Nowadays, with the globalization of business, we are living in a world where the increasing competition between companies is dictating the business rules. Therefore, to survive, the companies are forced to focus seriously on how to produce high-quality products at low cost and on how to respond quickly to rapid changes in the demand. The key competitive factors are the new technological advances and the ability to use them to quickly respond to rapid changes in the market. Production planning is one of the key ingredients that has a direct effect on the ability to quickly respond to rapid changes in the market. It is concerned with the optimal allocation of the production capacity of the system to meet the demand efficiently. In general, this problem is not easy and requires significant attention.

Inventory control and production planning are classical, yet complex, subjects. Inventory, broadly defined as “quantity of commodity”, serves basically as a buffer between two processes: supply and demand. It is necessary because there are obvious differences in rates and timing between supply and demand. Policies for inventory control and production planning involving forecasting are therefore extremely important in the management of companies. The problem of production planning has been tackled by many authors and many research results have been reported in the literature. Among them we quote the developments from (Axsater, 1985, Boukas and Liu, 2001, Disney et al., 2000, Gavish and Graves, 1980, Grubbstrom and Wikner, 1996, Hennet, 2003, Ridalls and Bennett, 2002, Sethi and Zhang, 1994, Sethi et al., 2005, Towill et al., 1997, Wiendahl and Breithaupt, 2000) and the references therein. In these references, both stochastic and deterministic models have been proposed to handle the production planning and/or maintenance. Different approaches have been used to tackle production planning, such as, dynamic programming, linear programming, queuing theory, and Petri nets. Recently, a new concept of manufacturing and production planning control has emerged based on the availability of radio frequency identifiers (RFID) called auto-id-based control (McFarlane, 2002).
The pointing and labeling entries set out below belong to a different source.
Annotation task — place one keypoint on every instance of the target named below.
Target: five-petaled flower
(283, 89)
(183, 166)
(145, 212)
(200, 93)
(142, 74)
This paper models deterministic production systems with switching. The switching corresponds to changes in the stock between two fundamentally different situations: having stocked products and running out of stocked products. In that sense, this work falls under the area of inventory control. It is proposed that the control policy (or decision-making) should also include switching to cope with the switched nature of the system dynamics. Previous research on control theoretic methods applied to production systems has not addressed the case of switched production systems. Moreover, it has been mostly focused on the use of optimal control techniques leading to the solution of the Hamilton–Jacobi–Bellman equation. However, this equation is very hard to solve and numerical solutions can only be obtained for very simplified cases of very low state order. It is also very difficult to include state and control constraints. The solution method presented in this paper will depart considerably from previous research by showing how PWA control theory can be used to handle production planning of constrained switched production systems. The method developed in the paper can easily incorporate state and control constraints and is based on LMIs, which are convex constraints. Therefore, they can be solved very efficiently, scaling very well with the size of the system. To the best of our knowledge the methodology we are using in this paper to formulate and solve the problem has never been used in production planning before. The main contribution of the paper is therefore that production systems are modeled as constrained switched systems and the inventory control problem is formulated as a switched $H_{\infty }$ problem with a PWA control law.

The rest of the paper is organized as follows. In Section 2, the production planning problem is described for the case of production of a single part type and the problem assumptions are stated. The main contribution of the paper is presented in Section 3. The inventory control problem is formulated as a switched $H_{\infty }$ control problem posed as an optimization program subject to LMI constraints, which can be solved efficiently using currently available software packages. Section 4 presents two numerical examples to show the effectiveness of the proposed methodology to handle the inventory control problem. The paper then finishes by presenting possible extensions and the conclusions.